Gabriel Abrantes and Daniel Schmidt’s Diamantino, a raucously satiric odyssey about a famous Portuguese soccer player, has won the Nespresso Grand Prize at the fifty-seventh Semaine de la Critique—Critics’ Week. The winner was selected by the jury presided over by Joachim Trier and including Nahuel Pérez Biscayart, Eva Sangiorgi, Chloë Sevigny, and Augustin Trapenard. Run by the French Syndicate of Cinema Critics, the Semaine showcases first and second films by international directors and has run parallel to the Cannes Film Festival since 1962.
Reviewers are promising a terrific time for the rest of us once we get a chance to see Diamantino. “Part loopily queer sci-fi thriller, part faux-naive political rallying cry, glued together with candyfloss clouds of romantic reverie,” is the way Variety’s Guy Lodge describes it. “Gleefully silly Diamantino may be, but it also mordantly captures the tone of recent, surging far-right rhetoric across the continent: As it spirals into a demented mad-scientist B-movie with the anti-EU contingent as its cartoon villains, the film loudly broadcasts its political stance without once extracting tongue from cheek.”
More from Boyd van Hoeij (Hollywood Reporter), Allan Hunter (Screen), Sophie Monks Kaufman (Sight & Sound), and Bénédicte Prot at Cineuropa, where you can watch another interview with Abrantes and Schmidt (6’20”). Update, 5/27: For Notebook editor Daniel Kasman, “Diamantino feels a goof, piqued and liberated—for better or for worse.” And Jordan Cronk interviews Abrantes and Schmidt for Film Comment.
The Leica Cine Discovery Prize, presented to one of the ten short and medium-length films in competition, goes to Jacqueline Lentzou’s Hector Malot: The Last Day of the Year, a portrait of a woman alone in the desert.
And the jury’s presented the inaugural Louis Roederer Foundation Rising Star Award to Félix Maritaud for his performance in Camille Vidal-Naquet’s Sauvage. The actor, who previously starred in Robin Campillo’s BPM: Beats Per Minute, plays “a twenty-two-year-old male prostitute who offers up his body without guile, wanting little from his clients besides a fleeting touch or kiss that feels like love,” as Kyle Buchanan writes, introducing his interview with Maritaud for Vulture. “It’s an exposed performance in every way, as Maritaud is astonishingly vulnerable or unclothed in just about every scene of this sexually frank film.”

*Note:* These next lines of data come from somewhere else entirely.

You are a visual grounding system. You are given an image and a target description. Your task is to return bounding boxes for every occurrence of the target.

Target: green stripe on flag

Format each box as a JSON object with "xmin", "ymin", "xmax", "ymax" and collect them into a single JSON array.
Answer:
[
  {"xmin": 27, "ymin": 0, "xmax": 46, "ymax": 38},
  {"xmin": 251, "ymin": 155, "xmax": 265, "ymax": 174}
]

Three other awards are given by Critics’ Week partners. The Gan Foundation for Cinema offers “an award to help distribute a first or second feature film in France in the hope of promoting new filmmakers,” and this year it goes to Rohena Gera’s Sir. Set in Mumbai, the debut feature explores the budding yet forbidden attraction between a widowed maid and a wealthy bachelor. Screen’s Wendy Ide grants that this “premise could be soapy but the film combines an appealing, understated sweetness with a certain naivety.” More from Fabien Lemercier (Cineuropa) and Jordan Mintzer (Hollywood Reporter).
The SACD (Authors’ Society) promotes new authors with its award, presented this year to Benedikt Erlingsson and Ólafur Egill Egilsson’s Woman at War. Reviews of Erlingsson’s follow-up to Of Horses and Men (2013) have been strong, with Variety’s Jay Weissberg asking, “Is there anything rarer than an intelligent feel-good film that knows how to tackle urgent global issues with humor as well as a satisfying sense of justice? Look no further than Woman at War,” which is about “an environmental activist modestly taking on the world, one electric pylon at a time.” More from Peter Bradshaw (Guardian, 3/5), Wendy Ide (Screen), and Fabien Lemercier at Cineuropa, where Marta Bałaga interviews Erlingsson.
And the Canal+ Award for a short or medium-length film goes to Elias Belkeddar’s A Wedding Day, which centers on a French crook in exile in Algiers.